Finding lasting consensus on what a new Detroit should be — economically, geographically, demographically and culturally — after bankruptcy is complicated, writes Monica Davey in the New York Times today.
Davey, the paper's expert on Detroit, writes that "solving one of the city’s biggest quandaries — how to reshape a city that was built for nearly two million people so that it suits fewer than half of that — remains highly controversial, particularly for families still living in the homes left on otherwise empty blocks."
For all the misery, Detroit’s bankruptcy gives an American city a rare chance to reshape itself from top to bottom.
"But reinventing a city so devastated is hardly a sure thing, and the questions about how to proceed loom as large as the answers:
"Should its areas of nearly vacant blocks be transformed into urban farms, parks and even ponds made from storm water?
"Could its old automobile manufacturing economy be shifted into one centering on technology, bioscience and international trade?

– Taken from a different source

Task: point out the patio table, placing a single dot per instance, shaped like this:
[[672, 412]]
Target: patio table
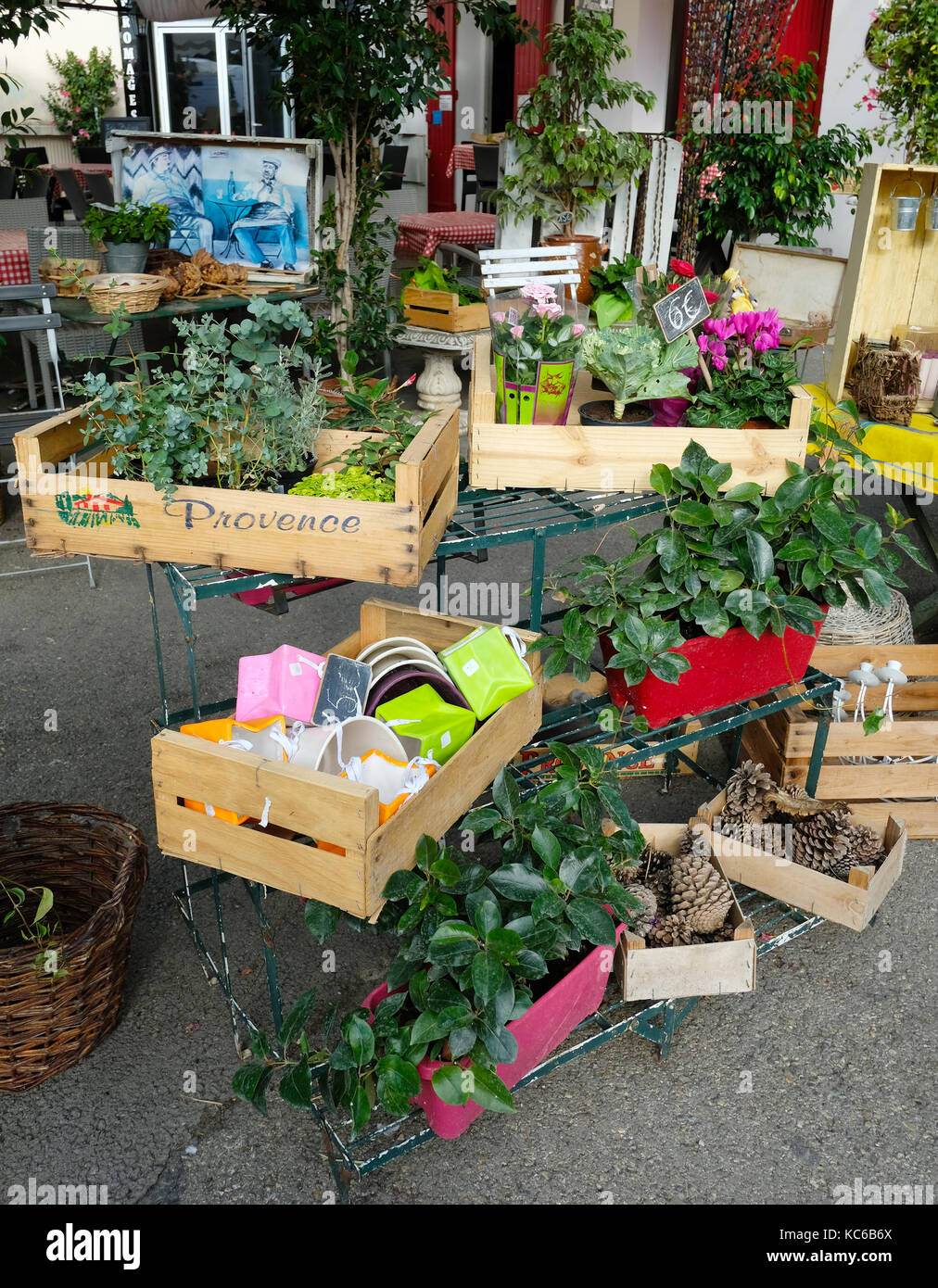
[[462, 158], [14, 260], [423, 234]]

"Should Detroit, which lost a million residents over the last 60 years, pin its sharpest hopes on luring more young people here, playing on an influx of artists and entrepreneurs?
"Should the city take down its enormous ruins, like Michigan Central Station, that have devolved into bleak tourist attractions or restore some of these buildings and market them, perhaps as museums or tributes to a proud industrial past?"
The Detroit Future City project, also known as Detroit Works.
Popular Mechanics re-imagined Detroit in an article last year.